Ferrari e Ducati ce lo fanno dire ogni anno, ogni anno a bassa voce: è il nostro turno, tocca a noi. Partiamo in sordina, la strada è lunghissima, il mondiale è un pezzo di carne al sangue buttato in mezzo a un canile. Prima del Qatar la Ducati era la moto da battere, forte di una Desmosedici ulteriormente evoluta e di un pilota, Francesco Bagnaia, che veniva dal dominio incontrastato di fine stagione. Altri due anni di contratto per la serenità, un compagno di squadra disposto a fare da scudiero, l’esperienza per vincere. E invece, manco a dirlo le cose sono sempre più difficili di come le racconti. Bagnaia ha sofferto fino all’arrivo in Europa e Portimaõ gli ha dato un altro schiaffo, lanciandolo dritto nella ghiaia per aver peccato di ingordigia: le gomme d’asciutto servivano per passare il turno, ma era troppo presto. Troppa smania. Ora i punti dalla testa del serpente sono 38, la strada è sempre più in salita, ci vuole passione. Nella domenica in cui Pecco è stato chiamato a soffrire, la Ferrari che partiva subito dopo doveva essere il rosso del riscatto, la cugina a cui riesce tutto un po’ meglio. E invece no, anche Imola è bagnata e bastarda. Mentre le monoposto si schierano in griglia all’Enzo e Dino Ferrari la tensione è altissima: le frecce tricolore, l’inno di Mameli e il fiume di rosso al Santerno sono tutte voci di un patriottismo che chiede a Charles Leclerc di fare la cosa giusta. Bastano due curve per ricordarsi, anche qui, che le cose non sono mai come le vuoi raccontare: Carlos Sainz esce come in qualifica, dritto nella ghiaia, Leclerc si trova a ricostruire mentre Max Verstappen si allontana. L’olandese a Imola si è preso tutto, dalla gara sprint al giro veloce. Charles aveva fame, anche lui fregato da due gocce di pioggia, anche lui come Bagnaia con troppa smania addosso.
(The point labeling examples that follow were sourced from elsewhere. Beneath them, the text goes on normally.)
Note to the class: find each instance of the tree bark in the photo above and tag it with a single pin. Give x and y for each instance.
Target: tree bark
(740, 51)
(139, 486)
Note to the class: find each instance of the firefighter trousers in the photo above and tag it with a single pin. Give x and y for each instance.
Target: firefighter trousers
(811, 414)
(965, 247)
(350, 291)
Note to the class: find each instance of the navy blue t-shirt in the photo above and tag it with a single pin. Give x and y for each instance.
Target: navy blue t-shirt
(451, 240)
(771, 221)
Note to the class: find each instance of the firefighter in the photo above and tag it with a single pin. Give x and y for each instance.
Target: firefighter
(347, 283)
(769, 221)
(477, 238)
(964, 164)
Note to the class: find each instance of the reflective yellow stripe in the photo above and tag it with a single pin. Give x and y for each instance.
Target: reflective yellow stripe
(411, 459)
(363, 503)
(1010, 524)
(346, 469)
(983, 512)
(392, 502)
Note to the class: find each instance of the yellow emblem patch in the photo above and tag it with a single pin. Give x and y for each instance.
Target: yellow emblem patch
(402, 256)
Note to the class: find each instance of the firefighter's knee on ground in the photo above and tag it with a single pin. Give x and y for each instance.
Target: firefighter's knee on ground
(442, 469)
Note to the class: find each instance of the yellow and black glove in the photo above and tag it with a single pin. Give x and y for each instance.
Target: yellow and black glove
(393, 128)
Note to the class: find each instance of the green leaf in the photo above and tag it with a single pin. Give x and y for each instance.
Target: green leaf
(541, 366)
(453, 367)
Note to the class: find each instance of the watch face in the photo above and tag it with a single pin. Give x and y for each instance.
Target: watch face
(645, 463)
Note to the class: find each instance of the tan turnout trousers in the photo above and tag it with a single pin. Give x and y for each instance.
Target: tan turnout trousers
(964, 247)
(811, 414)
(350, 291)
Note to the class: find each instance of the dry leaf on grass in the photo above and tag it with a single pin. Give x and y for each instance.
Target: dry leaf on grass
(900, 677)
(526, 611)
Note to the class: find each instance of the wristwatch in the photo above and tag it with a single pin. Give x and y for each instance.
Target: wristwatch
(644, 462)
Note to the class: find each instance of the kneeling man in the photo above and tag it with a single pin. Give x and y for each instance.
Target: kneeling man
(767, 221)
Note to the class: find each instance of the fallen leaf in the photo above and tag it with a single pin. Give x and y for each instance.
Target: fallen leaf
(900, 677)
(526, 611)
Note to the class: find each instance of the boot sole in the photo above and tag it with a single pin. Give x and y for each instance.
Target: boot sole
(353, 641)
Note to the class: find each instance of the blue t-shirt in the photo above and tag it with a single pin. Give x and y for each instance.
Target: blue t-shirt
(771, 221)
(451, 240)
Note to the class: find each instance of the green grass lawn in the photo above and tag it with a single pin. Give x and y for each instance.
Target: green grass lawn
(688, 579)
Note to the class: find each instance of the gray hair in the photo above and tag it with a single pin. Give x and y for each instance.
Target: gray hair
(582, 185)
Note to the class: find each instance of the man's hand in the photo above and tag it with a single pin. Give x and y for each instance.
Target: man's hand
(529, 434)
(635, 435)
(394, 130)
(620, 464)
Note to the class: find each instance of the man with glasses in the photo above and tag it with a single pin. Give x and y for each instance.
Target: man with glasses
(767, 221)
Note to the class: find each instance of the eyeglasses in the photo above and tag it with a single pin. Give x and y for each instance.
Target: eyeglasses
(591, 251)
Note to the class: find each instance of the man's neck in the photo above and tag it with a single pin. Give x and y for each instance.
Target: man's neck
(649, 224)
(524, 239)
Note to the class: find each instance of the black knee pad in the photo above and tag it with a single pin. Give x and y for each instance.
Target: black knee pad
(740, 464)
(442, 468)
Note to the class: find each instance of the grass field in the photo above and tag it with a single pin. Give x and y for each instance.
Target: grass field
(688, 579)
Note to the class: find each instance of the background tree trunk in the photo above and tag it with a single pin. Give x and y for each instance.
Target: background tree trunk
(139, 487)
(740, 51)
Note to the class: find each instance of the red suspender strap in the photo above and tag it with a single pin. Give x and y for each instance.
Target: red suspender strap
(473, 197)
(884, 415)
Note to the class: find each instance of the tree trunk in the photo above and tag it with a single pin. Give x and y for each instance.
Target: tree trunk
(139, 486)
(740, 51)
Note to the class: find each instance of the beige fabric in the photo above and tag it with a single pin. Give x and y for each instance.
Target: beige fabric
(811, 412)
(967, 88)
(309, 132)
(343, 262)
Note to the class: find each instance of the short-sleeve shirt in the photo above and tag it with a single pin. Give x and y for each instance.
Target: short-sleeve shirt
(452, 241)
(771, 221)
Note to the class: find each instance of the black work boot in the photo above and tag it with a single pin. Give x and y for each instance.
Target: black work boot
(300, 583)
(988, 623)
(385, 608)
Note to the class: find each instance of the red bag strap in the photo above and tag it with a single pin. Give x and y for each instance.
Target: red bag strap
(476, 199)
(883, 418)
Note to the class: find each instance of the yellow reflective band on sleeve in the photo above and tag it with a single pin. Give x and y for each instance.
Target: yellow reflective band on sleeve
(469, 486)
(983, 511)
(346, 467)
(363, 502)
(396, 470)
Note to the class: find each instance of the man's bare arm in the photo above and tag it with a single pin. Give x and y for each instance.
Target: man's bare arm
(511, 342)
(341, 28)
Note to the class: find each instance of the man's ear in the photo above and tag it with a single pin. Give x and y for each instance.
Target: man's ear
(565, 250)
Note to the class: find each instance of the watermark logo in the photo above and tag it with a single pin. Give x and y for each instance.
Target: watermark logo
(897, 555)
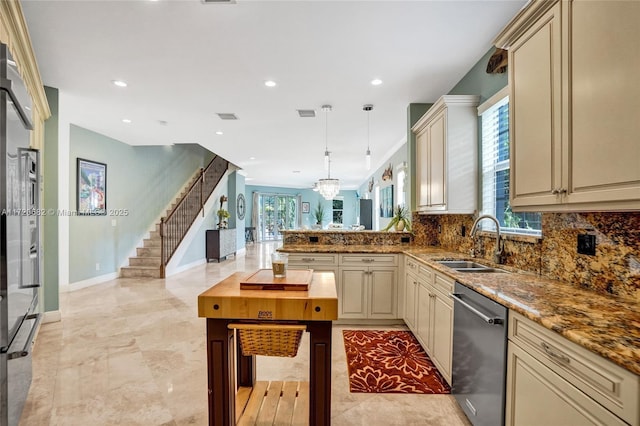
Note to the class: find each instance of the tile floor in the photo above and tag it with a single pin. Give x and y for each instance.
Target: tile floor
(132, 352)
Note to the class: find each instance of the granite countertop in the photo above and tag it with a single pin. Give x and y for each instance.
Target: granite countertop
(606, 325)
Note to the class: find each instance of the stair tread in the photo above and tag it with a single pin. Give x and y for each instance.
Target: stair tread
(140, 267)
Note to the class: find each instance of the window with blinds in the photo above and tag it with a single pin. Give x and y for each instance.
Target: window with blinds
(495, 171)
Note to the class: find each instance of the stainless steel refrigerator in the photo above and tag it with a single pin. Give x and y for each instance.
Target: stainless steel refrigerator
(20, 261)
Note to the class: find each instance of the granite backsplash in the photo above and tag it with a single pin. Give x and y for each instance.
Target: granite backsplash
(615, 268)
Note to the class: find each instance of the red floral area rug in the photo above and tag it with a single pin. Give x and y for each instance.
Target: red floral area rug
(390, 362)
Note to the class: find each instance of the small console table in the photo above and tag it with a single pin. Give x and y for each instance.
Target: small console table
(225, 303)
(220, 243)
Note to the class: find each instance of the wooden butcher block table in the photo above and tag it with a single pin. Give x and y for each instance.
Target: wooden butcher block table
(227, 307)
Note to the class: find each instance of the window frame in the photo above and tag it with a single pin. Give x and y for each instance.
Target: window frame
(488, 173)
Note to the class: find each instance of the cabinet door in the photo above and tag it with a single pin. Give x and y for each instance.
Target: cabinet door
(437, 161)
(410, 302)
(422, 166)
(423, 316)
(382, 293)
(535, 113)
(537, 396)
(352, 297)
(604, 102)
(442, 333)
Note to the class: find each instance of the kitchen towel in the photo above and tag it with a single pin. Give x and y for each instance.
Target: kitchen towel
(390, 362)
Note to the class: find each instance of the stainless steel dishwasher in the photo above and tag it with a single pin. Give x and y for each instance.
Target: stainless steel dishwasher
(479, 356)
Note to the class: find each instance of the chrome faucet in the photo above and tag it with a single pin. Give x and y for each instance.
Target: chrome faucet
(497, 254)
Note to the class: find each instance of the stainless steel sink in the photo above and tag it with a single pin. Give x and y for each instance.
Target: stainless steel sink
(468, 266)
(455, 264)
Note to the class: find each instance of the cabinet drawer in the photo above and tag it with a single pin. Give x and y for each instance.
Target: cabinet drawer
(443, 284)
(369, 259)
(313, 258)
(411, 265)
(612, 386)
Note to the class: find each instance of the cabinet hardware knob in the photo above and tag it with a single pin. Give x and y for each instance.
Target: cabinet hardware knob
(554, 354)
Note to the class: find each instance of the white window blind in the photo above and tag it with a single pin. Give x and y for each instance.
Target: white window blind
(495, 170)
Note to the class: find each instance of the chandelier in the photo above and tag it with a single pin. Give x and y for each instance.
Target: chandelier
(328, 187)
(367, 155)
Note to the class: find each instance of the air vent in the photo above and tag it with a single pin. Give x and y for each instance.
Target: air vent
(227, 116)
(304, 113)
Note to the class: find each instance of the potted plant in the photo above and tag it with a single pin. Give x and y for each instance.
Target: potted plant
(400, 220)
(223, 214)
(318, 214)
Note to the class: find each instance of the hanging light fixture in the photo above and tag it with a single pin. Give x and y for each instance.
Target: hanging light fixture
(367, 155)
(326, 109)
(328, 187)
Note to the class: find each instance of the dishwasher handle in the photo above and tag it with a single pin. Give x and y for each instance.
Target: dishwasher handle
(489, 320)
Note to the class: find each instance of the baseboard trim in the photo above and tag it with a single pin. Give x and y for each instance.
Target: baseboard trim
(173, 271)
(51, 316)
(88, 283)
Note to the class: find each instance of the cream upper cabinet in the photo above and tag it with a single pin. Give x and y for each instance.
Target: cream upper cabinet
(446, 156)
(575, 105)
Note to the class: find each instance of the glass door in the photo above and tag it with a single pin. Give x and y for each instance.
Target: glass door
(277, 212)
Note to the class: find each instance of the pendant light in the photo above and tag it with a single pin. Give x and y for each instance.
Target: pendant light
(326, 109)
(367, 155)
(328, 187)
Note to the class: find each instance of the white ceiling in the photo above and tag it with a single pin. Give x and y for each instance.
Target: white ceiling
(185, 61)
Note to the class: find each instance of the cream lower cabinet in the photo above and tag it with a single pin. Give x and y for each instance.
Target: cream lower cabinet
(410, 293)
(552, 381)
(429, 313)
(368, 286)
(319, 262)
(441, 325)
(573, 123)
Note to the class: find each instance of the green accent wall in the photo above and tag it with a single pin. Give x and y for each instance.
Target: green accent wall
(141, 180)
(49, 223)
(478, 82)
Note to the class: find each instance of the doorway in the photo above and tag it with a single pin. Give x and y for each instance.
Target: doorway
(277, 212)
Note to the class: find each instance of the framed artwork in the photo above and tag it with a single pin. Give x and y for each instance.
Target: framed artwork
(386, 201)
(91, 188)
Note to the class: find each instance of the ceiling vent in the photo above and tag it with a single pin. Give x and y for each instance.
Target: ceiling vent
(304, 113)
(227, 116)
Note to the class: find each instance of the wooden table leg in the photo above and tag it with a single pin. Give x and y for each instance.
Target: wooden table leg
(222, 397)
(246, 368)
(320, 373)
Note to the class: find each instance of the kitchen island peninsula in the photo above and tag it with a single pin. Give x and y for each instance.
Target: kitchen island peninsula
(226, 307)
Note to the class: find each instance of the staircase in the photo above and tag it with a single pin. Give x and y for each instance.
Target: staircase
(156, 251)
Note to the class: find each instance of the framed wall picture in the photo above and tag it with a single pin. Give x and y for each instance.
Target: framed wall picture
(386, 201)
(91, 188)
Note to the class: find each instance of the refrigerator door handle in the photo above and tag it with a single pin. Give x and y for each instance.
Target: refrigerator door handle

Ducati e Ferrari sono simili anche in una domenica che impone di rimandare la festa, di ricacciare le bottiglie in frigo in attesa della prossima grande occasione. Se corri per loro devi dare di più, sopportare le aspettative e le delusioni, inghiottire l’inferno. Sei figlio di un padre padrone che dà più schiaffi che carezze perché ti premia soltanto se arrivi davanti al resto del mondo. Ci vuole passione per questa roba qui, ma la passione che trovi sui dizionari e non quella venduta dagli uffici marketing: “Sofferenza fisica o spirituale”, si legge alla prima riga, cercando la definizione. “Nel primo senso sopravvive solo con riferimento al sacrificio di Cristo e a quello dei primi martiri della fede cristiana; nel secondo si associa all'idea di una profonda e tormentosa afflizione”. Roba al limite del religioso, denti stretti e un po’ di dolore. Loro due, le rosse della velocità, ci chiedono anche la fede. Come quella in canzone lì, dritta dagli anni del liceo: bisogna credere.